Friday, January 6, 2017

Learning for the future

Over the past few months I've been reading a lot about where people consider the future of education to be heading. I find it interesting to delve into the various perspectives about what education might look like in the future and would like to share some of these.

The first is a summary of some key points from a webinar discussion between two key players in the world of education and learning, Ken Robinson and Peter Senge. Their discussion was entitled 'Learning for the Future' and offered the following snippets:
- Schools are still the answer. What we have to re-think is what a 'school' is.
- It's not that (some) students don't want to learn, its that they don't want to learn the way that we're teaching.
- Schools as communities of learners: We learn from each other - learning is a social act. It is deeply personal and inherently collective (I love this quote). Learning for the future involves learning what it means to think together, to act together.
- Schools are organised the way they are because of the technologies available at the time.
- Just as in an agricultural model of farming, too much emphasis on the yield, output and results will eventually destroy the soil and land beneath the surface. The same metaphor applies to learning. Too much focus on output, results and the yield will eventually destroy the 'story of learning' that exists as part of the culture.

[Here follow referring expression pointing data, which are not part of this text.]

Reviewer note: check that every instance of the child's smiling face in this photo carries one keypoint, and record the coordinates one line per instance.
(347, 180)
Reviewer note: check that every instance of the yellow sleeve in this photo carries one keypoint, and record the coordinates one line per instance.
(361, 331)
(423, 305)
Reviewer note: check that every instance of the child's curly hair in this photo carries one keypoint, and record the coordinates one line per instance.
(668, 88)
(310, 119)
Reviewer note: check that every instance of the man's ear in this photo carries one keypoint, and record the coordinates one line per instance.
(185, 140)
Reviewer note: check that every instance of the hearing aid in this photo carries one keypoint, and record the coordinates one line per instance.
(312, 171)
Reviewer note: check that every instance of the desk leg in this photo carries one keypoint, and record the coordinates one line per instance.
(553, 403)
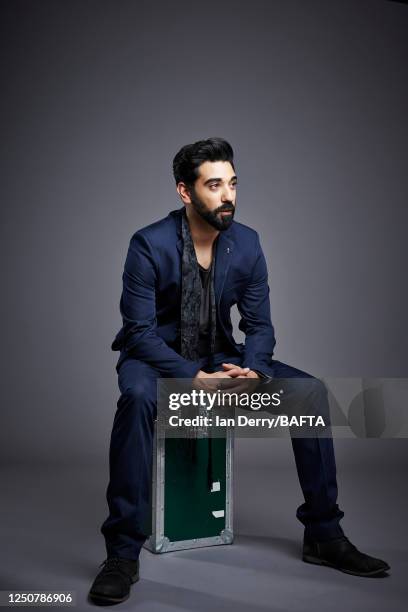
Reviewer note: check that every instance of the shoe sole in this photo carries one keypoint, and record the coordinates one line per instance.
(317, 561)
(106, 601)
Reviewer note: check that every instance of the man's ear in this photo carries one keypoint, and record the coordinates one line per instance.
(184, 192)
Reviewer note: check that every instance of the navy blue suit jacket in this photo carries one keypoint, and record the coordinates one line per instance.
(151, 297)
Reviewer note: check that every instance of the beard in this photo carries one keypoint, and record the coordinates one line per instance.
(213, 218)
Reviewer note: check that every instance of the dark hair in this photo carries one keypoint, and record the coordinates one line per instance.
(190, 157)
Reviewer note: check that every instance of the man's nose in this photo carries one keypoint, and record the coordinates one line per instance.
(227, 194)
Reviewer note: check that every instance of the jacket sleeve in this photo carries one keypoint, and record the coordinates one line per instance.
(254, 308)
(138, 309)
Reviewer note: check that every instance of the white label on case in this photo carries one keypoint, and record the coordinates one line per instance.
(218, 513)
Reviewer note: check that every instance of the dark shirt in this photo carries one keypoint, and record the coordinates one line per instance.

I'm also currently reading through Future Wise: Educating our Children for Changing World by David Perkins. He offers the following six broad trends that are pushing the boundaries of what's taught and the way it's taught:

(1) Beyond basic skills - 21st Century skills and dispositions: There appears to be a global trend converging towards the cultivation of critical and creative thinking, collaborative skills and dispositions, leadership, entrepreneurship and the related skills and dispositions that speak strongly  to living and thriving in our era.

(2) Beyond the traditional disciplines - renewed, hybrid, and less familiar disciplines: Themes such as bioethics, ecology, recent ideas from psychology and sociology, and other areas that address opportunities and challenges of our times.

(3) Beyond discrete disciplines - interdisciplinary topics and problems: Many curricula introduce students to daunting, contemporary problems of an emphatically interdisciplinary character, such as the causes and possible cures of poverty or the trade-offs of different energy sources.

(4) Beyond regional perspectives - global perspectives, problems, and studies: Attention not just to local or national but also to global matters, for instance, world history or the global interactive economic system or the possible meanings of global citizenship.

(5) Beyond mastering content - learning to think about the world with the content: Educators are encouraging learners not just to master content academically but also to notice where content connects to life situations, yields insights, and prompts productive action.

(6) Beyond prescribed content - much more choice of what to learn: In some settings, educators are supporting and coaching learners in choices about what to study well beyond the typical use of electives.

I find it an interesting exercise to reflect on how many, and to what extent, my school is enacting these 'six beyonds'. For some schools, these have been a part of the conversation for many years, yet progress is limited. Others have been shaping the path for some time. It seems to me that more and more these sorts of attributes are becoming more common in school frameworks.